Download the syllabus HERE

ENGL 6090: Hip Hop’s Literature

Hip Hop’s Literature considers the cultural spread of a youth expressive movement turned billion-dollar global industry through a prism of contemporary African American literature. Focusing novels like The Coldest Winter Ever and Flyy Girl and seminal historical texts like Can’t Stop, Won’t Stop, this course will chart how hip hop used raps on wax and print narratives to illuminate the plight of urban America while charting new directions in Black cultural expression that revolutionized entertainment and the arts. We will consider how hip hop catalyzed technological advances in sound and streaming media. This course will also take up important theoretical debates such as the pairing of feminism and hip hop to help students understand the ways hip hop created and defined American culture. Our explorations will ask students to consider how the historiographical “schools” of Hip Hop were conversant with the social, political, and economic concerns of the late twentieth century and the early twenty-first century. 

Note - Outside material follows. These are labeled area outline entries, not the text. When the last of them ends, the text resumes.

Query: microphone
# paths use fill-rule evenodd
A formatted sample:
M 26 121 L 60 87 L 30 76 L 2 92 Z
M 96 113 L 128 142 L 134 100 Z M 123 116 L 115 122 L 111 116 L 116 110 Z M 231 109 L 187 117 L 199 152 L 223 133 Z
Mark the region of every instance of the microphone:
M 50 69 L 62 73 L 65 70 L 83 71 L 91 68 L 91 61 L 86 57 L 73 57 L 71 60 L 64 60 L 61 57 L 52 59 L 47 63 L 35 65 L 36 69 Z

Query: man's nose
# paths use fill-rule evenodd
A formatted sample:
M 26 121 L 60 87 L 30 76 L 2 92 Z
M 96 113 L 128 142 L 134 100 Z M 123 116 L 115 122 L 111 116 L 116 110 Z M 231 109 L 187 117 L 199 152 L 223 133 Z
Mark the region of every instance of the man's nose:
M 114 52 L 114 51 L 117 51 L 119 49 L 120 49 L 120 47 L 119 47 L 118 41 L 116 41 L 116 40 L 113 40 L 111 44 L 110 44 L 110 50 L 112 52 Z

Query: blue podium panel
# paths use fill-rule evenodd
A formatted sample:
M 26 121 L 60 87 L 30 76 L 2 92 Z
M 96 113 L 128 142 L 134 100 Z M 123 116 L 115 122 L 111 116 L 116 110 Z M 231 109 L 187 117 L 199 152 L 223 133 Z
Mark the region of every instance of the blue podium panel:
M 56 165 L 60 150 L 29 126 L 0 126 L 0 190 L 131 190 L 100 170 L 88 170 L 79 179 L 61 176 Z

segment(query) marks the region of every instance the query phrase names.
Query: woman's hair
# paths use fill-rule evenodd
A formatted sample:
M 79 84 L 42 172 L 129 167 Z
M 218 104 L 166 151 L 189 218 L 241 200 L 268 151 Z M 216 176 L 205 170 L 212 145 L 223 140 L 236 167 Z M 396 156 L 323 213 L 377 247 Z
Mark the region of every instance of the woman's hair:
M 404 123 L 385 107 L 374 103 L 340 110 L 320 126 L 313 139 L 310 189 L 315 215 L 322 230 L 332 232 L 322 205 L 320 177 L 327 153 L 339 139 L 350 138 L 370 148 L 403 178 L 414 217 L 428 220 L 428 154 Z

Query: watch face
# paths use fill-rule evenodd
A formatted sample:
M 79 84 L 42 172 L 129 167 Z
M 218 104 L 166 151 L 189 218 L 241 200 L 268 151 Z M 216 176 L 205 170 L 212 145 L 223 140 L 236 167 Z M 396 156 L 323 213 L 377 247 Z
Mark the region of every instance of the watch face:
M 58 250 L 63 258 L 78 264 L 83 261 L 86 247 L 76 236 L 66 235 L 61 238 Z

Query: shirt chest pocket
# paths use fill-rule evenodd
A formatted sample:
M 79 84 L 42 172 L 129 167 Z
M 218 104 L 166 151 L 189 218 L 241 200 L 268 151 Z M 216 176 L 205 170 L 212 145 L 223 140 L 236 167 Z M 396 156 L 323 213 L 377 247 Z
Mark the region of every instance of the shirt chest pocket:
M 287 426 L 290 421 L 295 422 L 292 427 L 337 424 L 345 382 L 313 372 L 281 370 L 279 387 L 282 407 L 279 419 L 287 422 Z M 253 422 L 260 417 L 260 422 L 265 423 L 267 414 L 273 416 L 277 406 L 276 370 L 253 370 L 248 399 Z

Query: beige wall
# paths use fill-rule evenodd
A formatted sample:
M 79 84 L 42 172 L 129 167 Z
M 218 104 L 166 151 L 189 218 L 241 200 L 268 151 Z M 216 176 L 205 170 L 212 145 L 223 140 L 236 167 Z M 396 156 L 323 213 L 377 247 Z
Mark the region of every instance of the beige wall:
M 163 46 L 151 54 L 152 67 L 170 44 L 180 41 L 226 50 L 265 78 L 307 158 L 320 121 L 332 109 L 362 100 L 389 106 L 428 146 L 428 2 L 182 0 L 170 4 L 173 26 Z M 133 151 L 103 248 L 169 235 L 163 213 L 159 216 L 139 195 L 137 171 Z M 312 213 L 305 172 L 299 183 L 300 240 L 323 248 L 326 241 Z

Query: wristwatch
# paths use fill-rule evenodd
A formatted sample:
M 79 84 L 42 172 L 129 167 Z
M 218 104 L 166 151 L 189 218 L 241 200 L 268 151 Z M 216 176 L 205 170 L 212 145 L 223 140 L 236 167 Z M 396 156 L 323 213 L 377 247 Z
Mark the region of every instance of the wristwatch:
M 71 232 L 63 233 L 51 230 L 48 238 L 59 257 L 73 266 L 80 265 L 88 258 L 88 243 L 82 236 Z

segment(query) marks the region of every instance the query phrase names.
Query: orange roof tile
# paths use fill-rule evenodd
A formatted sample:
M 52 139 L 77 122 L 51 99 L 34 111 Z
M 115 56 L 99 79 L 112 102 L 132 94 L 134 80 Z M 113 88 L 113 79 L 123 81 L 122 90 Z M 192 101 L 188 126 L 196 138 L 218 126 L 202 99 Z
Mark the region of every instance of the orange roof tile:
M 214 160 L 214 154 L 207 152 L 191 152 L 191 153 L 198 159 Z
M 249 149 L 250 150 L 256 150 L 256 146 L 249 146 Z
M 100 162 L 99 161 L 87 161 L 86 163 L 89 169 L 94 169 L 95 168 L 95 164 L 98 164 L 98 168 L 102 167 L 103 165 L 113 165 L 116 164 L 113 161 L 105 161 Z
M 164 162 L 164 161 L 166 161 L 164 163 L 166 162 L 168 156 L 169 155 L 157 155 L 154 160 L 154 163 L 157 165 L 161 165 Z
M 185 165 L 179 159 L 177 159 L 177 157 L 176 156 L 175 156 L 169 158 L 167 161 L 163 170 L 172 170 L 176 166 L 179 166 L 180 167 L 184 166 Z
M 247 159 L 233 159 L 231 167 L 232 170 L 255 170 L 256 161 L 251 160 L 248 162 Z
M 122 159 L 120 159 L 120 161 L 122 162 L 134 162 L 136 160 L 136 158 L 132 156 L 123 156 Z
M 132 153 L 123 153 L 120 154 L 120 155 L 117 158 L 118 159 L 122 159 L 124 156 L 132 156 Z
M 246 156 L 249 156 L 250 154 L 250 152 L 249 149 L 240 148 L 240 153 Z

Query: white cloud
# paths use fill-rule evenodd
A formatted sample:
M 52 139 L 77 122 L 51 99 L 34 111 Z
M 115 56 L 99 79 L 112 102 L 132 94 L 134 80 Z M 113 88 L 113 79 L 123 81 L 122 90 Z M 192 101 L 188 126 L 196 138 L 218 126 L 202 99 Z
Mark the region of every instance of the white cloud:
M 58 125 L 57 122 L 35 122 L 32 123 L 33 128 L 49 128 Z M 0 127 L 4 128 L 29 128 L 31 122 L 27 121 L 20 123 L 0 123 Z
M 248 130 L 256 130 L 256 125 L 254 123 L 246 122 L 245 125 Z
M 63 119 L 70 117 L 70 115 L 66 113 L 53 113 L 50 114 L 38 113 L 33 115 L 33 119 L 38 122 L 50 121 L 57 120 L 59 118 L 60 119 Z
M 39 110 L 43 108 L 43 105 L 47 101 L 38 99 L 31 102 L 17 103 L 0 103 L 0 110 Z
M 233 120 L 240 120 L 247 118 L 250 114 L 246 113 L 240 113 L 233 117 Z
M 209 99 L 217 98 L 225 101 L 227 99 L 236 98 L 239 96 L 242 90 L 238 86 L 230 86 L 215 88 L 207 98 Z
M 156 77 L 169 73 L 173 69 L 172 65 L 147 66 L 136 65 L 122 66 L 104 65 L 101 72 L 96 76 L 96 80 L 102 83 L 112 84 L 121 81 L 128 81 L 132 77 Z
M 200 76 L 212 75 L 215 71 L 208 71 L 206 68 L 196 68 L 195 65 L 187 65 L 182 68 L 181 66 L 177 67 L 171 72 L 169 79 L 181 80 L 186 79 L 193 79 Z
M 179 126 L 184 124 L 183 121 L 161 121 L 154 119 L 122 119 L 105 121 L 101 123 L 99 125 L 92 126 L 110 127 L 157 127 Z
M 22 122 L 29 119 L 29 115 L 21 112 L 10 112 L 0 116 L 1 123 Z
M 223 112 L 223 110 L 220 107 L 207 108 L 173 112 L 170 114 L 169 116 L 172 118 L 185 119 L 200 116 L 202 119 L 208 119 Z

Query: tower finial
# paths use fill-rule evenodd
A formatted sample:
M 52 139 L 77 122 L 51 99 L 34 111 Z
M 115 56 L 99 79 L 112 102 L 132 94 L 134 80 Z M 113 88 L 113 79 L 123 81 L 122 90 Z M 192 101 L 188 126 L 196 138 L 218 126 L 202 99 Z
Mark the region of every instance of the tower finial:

Download the syllabus HERE

ENGL 6390: Womanism, Black Feminism, & Other Ways of Knowing

In this course students will explore various fiction and non-fiction literature that form the basis of Black women’s self-articulated ways of knowing and navigating the world. Together we will consider how intersections of race, gender, and other socially constructed differences manifest in the writings and intellectual thoughts pertaining to Black women’s experiences.

Download the syllabus HERE

ENGL 2071: Survey of African American Literature I

This course will introduce students to early African American literature and letters. Beginning with narratives detailing the Middle Passage, moving to impassioned speeches for abolition, and ending with important early twentieth century questions about how to move “Up From Slavery” and what makes the “Souls of Black Folk.” Together, we will explore how people who once were denied the abilities to read and write used paper and pen to advocate for change. We will read poetry, short stories, slave narratives, and explore digital resources like the Slave Voyages database of slave ship records.